Using the Avro data model in Parquet

Parquet is a kind of highly efficient columnar storage, but it is also relatively new. Avro (https://avro.apache.org) is a widely used row-based storage format. This recipe showcases how we can retain the older and flexible Avro schema in our code but still use the Parquet format during storage.

The Spark MR project (yes, the one that has the Parquet tools we saw in the previous recipe) has converters for almost all the popular data formats. These model converters take your format and convert it into Parquet format before causing it to persist.

How to do it…

In this recipe, we'll use the Avro data model and serialize the data in a Parquet file. The recipe involves the following steps:

  1. Create the Avro Model.
  2. Generate Avro objects using the sbt avro plugin.
  3. Construct the RDD of your generated object (StudentAvro) from Students.csv.
  4. Save the RDD[StudentAvro] in a Parquet file.
  5. Read the file back for verification.
  6. Use Parquet-tools to verify.

Creation of the Avro model

The Avro schema is defined using JSON. In our case, we'll just use the same Student.csv as the input file. So, let's code the four fields— id, name, phone, and email—in the schema:

{"namespace": "studentavro.avro",
 "type": "record",
 "name": "StudentAvro",
 "fields": [
     {"name": "id", "type": ["string", "null"]},
     {"name": "name",  "type": ["string", "null"]},
     {"name": "phone", "type": ["string", "null"]},
     {"name": "email", "type": ["string", "null"]}
 ]
}

Probably, you are already familiar with Avro, or you have already understood the schema just by taking a look at it, but let me bore you with some explanation of the schema anyway.

The namespace and name attributes in the JSON translate into our package name and class name in our world, respectively. So, our generated class will have a fully qualified name as studentavro.avro.StudentAvro. The "record" (of the type attribute) is one of the complex types in Avro (http://avro.apache.org/docs/1.7.6/spec.html#schema_complex). Let me rephrase this again. A record roughly translates to classes in Java/Scala. It is at the topmost level in the schema hierarchy. A record can have multiple fields encapsulated inside it, and these fields can be primitives (https://avro.apache.org/docs/1.7.7/spec.html#schema_primitive) or other complex types. The last bit about the type having an array of types is interesting ("type": ["string", "null"]). It just means that the field can be more than one type. In Avro terms, it is called a union.

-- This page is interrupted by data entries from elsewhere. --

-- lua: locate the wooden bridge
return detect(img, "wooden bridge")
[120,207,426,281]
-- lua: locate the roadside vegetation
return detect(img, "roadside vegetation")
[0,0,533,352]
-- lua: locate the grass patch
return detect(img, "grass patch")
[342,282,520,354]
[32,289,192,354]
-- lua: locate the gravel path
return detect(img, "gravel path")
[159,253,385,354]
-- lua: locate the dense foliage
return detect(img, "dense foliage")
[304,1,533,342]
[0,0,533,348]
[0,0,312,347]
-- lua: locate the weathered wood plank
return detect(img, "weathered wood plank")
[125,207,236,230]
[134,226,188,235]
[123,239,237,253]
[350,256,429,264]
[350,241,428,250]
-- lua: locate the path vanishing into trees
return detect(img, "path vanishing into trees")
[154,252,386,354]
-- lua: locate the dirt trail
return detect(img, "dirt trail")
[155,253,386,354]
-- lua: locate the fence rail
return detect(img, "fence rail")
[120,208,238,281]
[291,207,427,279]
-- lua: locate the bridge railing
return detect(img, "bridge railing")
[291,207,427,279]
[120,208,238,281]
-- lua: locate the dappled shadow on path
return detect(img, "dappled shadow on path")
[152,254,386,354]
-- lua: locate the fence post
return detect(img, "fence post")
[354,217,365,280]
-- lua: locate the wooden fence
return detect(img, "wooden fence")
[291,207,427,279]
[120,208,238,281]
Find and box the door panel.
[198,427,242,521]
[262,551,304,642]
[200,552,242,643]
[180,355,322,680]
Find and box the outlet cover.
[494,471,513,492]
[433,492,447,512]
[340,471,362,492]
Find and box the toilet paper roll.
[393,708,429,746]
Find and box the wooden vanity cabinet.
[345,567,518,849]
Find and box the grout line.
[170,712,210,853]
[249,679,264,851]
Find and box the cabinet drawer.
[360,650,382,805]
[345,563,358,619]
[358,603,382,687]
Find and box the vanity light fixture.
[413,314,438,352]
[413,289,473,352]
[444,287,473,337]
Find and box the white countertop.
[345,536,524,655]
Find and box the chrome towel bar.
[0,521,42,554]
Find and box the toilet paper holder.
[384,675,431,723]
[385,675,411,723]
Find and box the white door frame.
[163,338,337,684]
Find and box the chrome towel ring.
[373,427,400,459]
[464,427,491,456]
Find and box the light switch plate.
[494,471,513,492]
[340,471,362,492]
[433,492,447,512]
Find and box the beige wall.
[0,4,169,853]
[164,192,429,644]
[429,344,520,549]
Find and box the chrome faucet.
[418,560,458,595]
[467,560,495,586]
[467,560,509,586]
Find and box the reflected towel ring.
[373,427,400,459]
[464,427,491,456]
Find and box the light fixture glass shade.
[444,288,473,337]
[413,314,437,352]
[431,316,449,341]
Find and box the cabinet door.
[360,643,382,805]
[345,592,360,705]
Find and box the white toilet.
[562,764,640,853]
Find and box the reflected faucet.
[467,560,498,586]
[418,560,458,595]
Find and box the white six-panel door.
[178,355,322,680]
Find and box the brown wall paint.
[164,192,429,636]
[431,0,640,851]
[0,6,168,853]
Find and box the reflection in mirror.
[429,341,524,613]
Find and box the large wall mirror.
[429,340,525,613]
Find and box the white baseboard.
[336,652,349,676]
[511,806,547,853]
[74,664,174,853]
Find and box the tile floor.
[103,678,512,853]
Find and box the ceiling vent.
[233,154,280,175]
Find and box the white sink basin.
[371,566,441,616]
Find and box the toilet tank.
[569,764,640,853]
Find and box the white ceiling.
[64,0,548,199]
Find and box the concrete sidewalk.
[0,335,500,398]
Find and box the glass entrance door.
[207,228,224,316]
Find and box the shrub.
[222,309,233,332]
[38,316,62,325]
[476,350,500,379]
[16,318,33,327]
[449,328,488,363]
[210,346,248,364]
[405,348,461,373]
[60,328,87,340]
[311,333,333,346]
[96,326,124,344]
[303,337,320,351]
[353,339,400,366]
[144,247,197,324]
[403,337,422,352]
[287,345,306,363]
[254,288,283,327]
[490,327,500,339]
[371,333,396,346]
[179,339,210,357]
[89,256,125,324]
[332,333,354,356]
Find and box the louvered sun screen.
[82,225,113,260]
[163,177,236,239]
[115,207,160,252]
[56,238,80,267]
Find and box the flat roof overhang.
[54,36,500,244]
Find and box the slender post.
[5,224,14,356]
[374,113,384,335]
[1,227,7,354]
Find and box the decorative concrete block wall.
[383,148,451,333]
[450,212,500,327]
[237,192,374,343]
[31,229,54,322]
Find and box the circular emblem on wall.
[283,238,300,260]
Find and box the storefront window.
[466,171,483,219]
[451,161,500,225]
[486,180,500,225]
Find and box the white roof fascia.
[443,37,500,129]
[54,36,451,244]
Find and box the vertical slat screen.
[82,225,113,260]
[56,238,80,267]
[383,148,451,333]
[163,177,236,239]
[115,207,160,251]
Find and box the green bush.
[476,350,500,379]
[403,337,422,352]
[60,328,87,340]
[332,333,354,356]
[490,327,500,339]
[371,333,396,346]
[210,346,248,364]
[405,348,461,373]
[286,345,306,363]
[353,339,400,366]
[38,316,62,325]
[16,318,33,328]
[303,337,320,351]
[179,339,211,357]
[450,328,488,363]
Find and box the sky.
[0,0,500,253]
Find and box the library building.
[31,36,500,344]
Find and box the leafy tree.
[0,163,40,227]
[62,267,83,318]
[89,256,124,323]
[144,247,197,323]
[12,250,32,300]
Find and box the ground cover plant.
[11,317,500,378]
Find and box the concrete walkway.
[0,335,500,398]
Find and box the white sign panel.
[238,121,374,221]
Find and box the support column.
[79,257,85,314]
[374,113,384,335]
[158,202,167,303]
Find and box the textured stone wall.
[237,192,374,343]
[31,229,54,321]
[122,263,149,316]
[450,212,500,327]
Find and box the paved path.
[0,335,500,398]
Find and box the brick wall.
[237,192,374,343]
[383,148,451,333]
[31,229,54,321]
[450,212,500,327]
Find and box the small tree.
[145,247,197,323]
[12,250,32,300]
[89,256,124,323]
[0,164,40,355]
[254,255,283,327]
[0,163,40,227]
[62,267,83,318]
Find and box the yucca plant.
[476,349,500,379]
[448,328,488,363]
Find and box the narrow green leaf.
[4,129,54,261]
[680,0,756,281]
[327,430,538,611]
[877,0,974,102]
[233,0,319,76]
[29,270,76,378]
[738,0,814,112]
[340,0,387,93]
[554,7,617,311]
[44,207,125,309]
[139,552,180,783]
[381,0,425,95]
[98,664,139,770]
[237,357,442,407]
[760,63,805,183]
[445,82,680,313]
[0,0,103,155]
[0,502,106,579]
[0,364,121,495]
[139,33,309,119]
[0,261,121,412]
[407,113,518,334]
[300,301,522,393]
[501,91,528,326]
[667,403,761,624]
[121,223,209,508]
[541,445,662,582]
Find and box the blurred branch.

Now that we are done with the schema, let's save this file with an extension of .avsc. I have saved it as student.avsc in the src/main/avro directory.

Generation of Avro objects using the sbt-avro plugin

The next step is to generate a class from the schema. The reason we stored the avro schema file in the src/main/avro folder is this: we'll be using an sbt-avro plugin (https://github.com/cavorite/sbt-avro) to generate a Java class from the schema. Configuring the plugin is as easy as configuring any other plugin for SBT:

  • Let's add the plugin to project/plugins.sbt:
    addSbtPlugin("com.cavorite" % "sbt-avro" % "0.3.2")
    
  • Add the default settings of the plugin to our build.sbt:
    seq( sbtavro.SbtAvro.avroSettings : _*)
    
  • Let's generate the Java class now. We can do this by calling sbt avro:generate. You can see the generated Java file at target/scala-2.10/src_managed/main/compiled_avro/studentavro/avro/StudentAvro.java.
    Generation of Avro objects using the sbt-avro plugin
    Generation of Avro objects using the sbt-avro plugin
  • We also need the following library dependencies. Finally, let's perform an SBT compile to compile the class so that the rest of the project picks up the generated Java file:
    libraryDependencies ++= Seq(
      "org.apache.spark" %% "spark-core" % sparkVersion,
      "org.apache.spark" %% "spark-sql" % sparkVersion,
      "org.apache.spark" %% "spark-mllib" % sparkVersion,
      "org.apache.spark" %% "spark-hive" % sparkVersion,
      "org.apache.avro" % "avro" % "1.7.7",
      "org.apache.parquet" % "parquet-avro" % "1.8.1",
      "com.twitter" %% "chill-avro" % "0.6.0"
    )
      sbt compile

Constructing an RDD of our generated object from Students.csv

This step is very similar to the previous recipe in the sense that we use the convertCSVToStudents function to generate an RDD of the StudentAvro object. Also, since this isn't a Scala class and the generated Java object comes up with a builder inside it, we use the builder to construct the class fluently (http://en.wikipedia.org/wiki/Fluent_interface):

val conf = new SparkConf().setAppName("AvroModelToParquet").setMaster("local[2]")

  val sc = new SparkContext(conf)
  val sqlContext = new SQLContext(sc)
  sqlContext.setConf("spark.sql.parquet.binaryAsString", "true")
  val rddOfStudents = convertCSVToStudents("StudentData.csv", sc)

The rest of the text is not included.